English Harbour

English Harbour Rum is produced by Antigua Distillers Ltd. in St. John’s, Antigua & Barbuda. The “English Harbour” brand was launched in the 1990s, evolving from earlier molasses rum brands such as Cavalier, Caballero, and Old Mill. Antigua Distillers Ltd. has been operating since 1932–33.


The rum is molasses-based, as Antigua no longer grows sugar cane at scale; therefore, molasses is imported from countries like the Dominican Republic and Guyana. Fermentation lasts approximately 24–36 hours, utilizing a combination of ambient (wild) and cultured yeasts. Distillation is carried out in a copper column still—specifically, a three-column still from John Dore & Co., which has been upgraded over time. This process produces a relatively light and clean spirit, that is then aged.


Aging primarily occurs in ex-bourbon American oak barrels. The standard 5-year expression is aged in bourbon barrels, often with the addition of oak chips to enhance the interaction with wood. Other variants include 10-year, 25-year, or vintage releases (such as English Harbour 1981) aged in used whisky or bourbon barrels. Special and limited editions may feature cask finishes in port, sherry, Madeira, and other barrels. All aging occurs under tropical conditions by the sea, which accelerates maturation and imparts a distinctive seaside or harbour character to some expressions.
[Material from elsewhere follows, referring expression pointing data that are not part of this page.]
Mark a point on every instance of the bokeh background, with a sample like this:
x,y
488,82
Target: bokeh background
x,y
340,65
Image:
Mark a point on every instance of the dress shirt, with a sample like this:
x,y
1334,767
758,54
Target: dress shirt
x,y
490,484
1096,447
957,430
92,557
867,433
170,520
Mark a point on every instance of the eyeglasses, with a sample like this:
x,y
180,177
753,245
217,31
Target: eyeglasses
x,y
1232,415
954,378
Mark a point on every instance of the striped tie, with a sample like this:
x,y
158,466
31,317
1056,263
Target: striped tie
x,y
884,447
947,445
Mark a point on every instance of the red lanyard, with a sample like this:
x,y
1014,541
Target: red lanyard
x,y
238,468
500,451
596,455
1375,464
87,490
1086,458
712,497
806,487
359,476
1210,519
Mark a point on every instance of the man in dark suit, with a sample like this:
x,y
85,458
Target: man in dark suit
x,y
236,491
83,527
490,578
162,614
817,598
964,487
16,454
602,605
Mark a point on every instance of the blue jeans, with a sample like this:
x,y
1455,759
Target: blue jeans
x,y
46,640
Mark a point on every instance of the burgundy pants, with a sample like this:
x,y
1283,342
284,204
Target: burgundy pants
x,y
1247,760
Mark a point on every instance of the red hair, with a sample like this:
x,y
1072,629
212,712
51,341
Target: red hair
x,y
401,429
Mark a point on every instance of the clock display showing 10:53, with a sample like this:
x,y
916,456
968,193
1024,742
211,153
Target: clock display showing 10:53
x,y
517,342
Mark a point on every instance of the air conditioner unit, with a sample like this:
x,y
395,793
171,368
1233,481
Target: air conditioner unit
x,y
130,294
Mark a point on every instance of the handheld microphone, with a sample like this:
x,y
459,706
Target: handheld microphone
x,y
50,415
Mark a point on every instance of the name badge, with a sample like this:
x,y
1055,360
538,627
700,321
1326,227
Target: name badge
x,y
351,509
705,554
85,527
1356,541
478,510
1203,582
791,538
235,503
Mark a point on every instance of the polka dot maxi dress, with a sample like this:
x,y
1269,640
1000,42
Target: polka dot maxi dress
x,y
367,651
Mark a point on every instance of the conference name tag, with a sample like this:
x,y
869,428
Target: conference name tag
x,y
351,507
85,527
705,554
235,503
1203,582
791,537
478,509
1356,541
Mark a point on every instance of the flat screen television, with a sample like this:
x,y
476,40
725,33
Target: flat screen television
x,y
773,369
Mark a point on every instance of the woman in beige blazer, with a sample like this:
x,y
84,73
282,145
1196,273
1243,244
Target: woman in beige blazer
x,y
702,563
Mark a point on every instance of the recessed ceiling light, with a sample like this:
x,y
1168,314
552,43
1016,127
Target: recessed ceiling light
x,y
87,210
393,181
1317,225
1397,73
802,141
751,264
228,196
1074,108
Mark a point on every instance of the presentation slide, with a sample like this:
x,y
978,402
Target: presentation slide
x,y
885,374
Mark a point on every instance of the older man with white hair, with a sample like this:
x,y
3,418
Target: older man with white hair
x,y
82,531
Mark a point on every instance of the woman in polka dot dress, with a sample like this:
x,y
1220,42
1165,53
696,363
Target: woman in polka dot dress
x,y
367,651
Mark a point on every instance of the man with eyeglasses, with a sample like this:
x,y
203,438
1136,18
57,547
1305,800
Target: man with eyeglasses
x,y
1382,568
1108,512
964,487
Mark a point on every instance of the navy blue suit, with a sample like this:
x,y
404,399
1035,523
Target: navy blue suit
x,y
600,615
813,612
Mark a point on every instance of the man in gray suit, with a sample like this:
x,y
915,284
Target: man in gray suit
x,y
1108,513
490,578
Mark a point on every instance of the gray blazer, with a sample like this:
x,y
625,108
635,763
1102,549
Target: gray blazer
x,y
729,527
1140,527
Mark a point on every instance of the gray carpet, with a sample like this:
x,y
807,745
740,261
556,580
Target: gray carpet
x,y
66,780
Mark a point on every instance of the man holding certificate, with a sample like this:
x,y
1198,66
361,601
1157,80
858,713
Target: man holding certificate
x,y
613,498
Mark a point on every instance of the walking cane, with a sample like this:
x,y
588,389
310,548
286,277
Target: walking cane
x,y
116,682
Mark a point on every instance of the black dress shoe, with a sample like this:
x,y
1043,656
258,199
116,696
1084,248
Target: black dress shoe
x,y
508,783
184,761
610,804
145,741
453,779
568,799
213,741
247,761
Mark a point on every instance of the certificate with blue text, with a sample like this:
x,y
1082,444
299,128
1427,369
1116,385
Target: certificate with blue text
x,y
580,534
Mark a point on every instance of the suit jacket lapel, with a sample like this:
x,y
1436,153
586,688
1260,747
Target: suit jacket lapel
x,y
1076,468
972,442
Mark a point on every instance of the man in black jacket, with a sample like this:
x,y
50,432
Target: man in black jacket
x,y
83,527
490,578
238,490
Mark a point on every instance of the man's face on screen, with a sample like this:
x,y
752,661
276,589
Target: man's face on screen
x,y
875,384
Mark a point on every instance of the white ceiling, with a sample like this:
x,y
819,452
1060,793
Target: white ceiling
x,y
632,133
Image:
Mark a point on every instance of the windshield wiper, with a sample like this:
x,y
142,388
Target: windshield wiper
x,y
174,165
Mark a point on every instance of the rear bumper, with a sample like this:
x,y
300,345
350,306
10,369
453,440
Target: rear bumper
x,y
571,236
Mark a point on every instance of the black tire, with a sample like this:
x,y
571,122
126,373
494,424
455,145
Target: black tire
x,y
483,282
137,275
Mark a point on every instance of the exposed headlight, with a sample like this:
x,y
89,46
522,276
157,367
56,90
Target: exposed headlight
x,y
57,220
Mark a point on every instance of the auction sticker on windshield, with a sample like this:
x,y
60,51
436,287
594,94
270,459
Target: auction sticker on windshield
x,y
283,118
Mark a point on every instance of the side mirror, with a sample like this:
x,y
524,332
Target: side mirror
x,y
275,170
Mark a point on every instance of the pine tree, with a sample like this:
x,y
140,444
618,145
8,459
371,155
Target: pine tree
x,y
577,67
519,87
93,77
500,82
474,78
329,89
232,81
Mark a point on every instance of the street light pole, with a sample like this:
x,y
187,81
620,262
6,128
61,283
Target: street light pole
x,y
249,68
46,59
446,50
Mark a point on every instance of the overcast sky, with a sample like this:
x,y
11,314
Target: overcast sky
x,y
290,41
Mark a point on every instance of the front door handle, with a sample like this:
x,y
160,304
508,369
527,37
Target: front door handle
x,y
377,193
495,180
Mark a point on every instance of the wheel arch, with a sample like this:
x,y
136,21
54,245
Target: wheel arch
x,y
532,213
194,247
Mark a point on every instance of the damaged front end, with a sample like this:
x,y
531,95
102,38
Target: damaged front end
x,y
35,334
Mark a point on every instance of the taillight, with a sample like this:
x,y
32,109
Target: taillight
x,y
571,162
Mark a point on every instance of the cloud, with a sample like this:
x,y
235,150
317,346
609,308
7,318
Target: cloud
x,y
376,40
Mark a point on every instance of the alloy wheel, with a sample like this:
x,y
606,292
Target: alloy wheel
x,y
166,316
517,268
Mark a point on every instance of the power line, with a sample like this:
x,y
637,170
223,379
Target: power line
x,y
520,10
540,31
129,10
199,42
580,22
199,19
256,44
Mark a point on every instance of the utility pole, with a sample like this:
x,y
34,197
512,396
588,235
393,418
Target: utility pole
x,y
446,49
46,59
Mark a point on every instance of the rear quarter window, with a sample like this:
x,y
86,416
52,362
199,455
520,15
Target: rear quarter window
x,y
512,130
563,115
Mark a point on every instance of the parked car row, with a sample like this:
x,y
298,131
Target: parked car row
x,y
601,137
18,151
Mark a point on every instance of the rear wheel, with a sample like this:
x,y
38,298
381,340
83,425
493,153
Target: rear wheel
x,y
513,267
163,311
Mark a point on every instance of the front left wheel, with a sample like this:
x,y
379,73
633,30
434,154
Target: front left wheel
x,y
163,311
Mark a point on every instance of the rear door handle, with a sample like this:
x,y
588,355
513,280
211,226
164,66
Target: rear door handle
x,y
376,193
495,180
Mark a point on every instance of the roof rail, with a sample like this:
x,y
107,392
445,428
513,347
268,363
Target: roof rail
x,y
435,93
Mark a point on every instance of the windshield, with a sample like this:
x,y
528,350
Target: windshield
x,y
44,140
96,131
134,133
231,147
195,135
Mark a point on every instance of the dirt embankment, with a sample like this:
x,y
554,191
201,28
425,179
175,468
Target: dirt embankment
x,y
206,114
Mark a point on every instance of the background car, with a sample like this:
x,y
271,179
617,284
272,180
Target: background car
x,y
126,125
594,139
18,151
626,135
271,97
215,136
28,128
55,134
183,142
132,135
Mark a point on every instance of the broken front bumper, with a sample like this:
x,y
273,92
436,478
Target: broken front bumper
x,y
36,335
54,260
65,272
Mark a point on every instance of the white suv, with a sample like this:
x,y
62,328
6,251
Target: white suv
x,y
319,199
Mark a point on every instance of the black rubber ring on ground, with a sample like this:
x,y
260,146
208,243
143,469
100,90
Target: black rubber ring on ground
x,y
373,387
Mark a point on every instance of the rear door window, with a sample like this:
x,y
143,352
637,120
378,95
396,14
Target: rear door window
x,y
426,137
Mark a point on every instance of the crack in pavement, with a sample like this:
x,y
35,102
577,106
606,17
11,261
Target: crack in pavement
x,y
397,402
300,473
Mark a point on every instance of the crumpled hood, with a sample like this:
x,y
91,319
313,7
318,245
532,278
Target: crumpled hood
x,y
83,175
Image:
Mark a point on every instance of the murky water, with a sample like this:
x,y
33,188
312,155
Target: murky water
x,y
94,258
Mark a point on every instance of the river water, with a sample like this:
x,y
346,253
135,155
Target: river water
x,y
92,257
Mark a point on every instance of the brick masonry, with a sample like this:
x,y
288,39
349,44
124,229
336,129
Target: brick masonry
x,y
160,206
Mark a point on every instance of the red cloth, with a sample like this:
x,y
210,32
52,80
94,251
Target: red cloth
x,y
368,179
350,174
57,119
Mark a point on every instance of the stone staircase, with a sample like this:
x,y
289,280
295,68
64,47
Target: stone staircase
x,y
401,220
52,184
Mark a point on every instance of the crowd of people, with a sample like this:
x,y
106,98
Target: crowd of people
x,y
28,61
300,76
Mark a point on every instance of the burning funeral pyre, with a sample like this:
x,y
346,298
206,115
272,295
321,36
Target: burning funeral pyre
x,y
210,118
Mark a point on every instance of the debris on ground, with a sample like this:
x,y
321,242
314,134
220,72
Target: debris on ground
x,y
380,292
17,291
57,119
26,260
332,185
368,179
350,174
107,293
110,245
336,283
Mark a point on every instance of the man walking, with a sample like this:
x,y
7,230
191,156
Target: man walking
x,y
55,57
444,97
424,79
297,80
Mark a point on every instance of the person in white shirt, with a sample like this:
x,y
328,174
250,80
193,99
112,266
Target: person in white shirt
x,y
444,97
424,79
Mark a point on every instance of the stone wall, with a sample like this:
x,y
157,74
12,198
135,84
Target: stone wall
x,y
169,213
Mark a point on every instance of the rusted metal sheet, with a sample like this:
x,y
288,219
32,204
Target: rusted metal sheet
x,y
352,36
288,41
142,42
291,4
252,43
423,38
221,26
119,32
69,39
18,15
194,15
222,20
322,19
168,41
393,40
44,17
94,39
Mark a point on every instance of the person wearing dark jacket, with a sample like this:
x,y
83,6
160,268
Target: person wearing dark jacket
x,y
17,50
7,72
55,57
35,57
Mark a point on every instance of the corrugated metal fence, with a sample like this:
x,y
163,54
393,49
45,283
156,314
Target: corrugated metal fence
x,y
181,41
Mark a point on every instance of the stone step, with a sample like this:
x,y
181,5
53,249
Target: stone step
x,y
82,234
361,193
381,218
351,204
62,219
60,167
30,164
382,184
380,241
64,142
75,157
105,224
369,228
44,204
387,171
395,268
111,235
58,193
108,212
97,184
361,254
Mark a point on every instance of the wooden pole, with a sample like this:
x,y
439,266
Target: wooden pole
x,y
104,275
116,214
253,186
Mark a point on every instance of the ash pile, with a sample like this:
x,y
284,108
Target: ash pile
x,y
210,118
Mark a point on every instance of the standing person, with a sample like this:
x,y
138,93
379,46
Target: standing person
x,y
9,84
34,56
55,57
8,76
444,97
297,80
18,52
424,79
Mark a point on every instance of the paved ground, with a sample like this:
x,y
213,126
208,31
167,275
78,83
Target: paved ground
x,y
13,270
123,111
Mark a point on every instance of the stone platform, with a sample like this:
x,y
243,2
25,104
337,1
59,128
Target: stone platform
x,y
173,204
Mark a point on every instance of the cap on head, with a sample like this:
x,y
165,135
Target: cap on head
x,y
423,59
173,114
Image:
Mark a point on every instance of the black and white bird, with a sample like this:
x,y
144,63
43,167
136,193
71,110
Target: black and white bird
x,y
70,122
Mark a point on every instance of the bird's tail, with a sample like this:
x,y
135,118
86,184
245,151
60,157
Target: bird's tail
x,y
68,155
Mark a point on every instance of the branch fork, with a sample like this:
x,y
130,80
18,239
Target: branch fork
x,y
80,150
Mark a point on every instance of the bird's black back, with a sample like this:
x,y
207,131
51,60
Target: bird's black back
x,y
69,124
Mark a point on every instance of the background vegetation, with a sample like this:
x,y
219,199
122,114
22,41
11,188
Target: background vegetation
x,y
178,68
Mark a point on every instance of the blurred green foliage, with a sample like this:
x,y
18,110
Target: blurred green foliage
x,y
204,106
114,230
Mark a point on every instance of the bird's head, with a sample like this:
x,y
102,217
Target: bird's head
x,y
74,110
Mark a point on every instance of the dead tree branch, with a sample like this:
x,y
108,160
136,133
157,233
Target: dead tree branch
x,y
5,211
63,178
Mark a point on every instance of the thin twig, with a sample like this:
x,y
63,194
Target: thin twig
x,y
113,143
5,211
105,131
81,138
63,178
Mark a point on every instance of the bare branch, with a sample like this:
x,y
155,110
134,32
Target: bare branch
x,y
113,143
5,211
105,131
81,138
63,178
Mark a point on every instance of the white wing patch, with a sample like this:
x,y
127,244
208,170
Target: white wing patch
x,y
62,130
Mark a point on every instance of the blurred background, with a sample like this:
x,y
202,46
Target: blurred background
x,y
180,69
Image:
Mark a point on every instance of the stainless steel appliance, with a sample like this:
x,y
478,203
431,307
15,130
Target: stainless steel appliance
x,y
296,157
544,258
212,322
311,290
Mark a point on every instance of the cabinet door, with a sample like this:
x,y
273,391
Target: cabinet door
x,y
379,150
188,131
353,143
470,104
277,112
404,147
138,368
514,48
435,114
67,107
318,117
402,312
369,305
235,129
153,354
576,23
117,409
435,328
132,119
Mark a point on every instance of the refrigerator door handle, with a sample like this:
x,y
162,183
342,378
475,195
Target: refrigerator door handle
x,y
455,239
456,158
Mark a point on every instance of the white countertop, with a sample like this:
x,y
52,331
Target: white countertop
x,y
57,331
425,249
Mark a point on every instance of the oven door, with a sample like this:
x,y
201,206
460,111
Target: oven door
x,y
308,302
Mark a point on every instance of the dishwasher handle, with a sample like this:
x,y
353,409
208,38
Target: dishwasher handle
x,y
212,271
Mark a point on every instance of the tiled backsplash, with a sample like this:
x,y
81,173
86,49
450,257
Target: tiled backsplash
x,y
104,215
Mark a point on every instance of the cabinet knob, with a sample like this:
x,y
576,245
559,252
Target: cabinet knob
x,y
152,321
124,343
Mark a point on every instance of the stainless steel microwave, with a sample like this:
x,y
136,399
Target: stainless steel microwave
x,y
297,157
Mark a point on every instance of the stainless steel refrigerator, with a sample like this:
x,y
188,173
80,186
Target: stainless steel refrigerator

The flavor profile—especially for the 5-year expression—features notes of caramel, vanilla, toasted oak, dried fruit, spices, molasses sweetness, nutmeg or mild pepper, vanilla fudge, coconut or toasted coconut, and orange peel, alongside subtle wood and oak dryness. The finish is moderate to long, with lingering oak, vanilla, and sweet molasses or caramel aftertaste.